Personal information
- Full name: Sean Simpson
- Date of birth: 16 April 1970 (age 54)
- Original team(s): East Ballarat
- Height: 188 cm (6 ft 2 in)
- Weight: 85 kg (187 lb)
- Position(s): Wingman/Tagger

Playing career^{1}
- Years: Club / Games (Goals)
- 1988–1990: St Kilda / 007 0(1)
- 1991–1998: Geelong / 114 (18)
- Total:  / 121 (19)
- ^{1} Playing statistics correct to the end of 1998.

= Sean Simpson (footballer) =

Australian rules footballer

Sean Simpson (born 16 April 1970) is a former Australian rules footballer who played for St Kilda and Geelong in the Australian Football League (AFL).

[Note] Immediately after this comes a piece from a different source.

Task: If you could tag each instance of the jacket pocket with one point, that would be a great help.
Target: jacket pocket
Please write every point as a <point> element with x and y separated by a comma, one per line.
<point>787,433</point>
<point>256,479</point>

Simpson started his career at St Kilda, after being recruited from East Ballarat, but had to wait until his third season to play in a win. After being delisted he was picked up by a much stronger side in Geelong and went on to appear in 10 finals with the club, including the 1992 AFL Grand Final loss. In his first year at Geelong he gained two 'Best on Ground's at the Brownlow Medal count. He played mostly on the wing or as a tagger.

Simpson's son Sam was drafted to Geelong under the father–son rule with the fifty third pick in the 2017 rookie draft.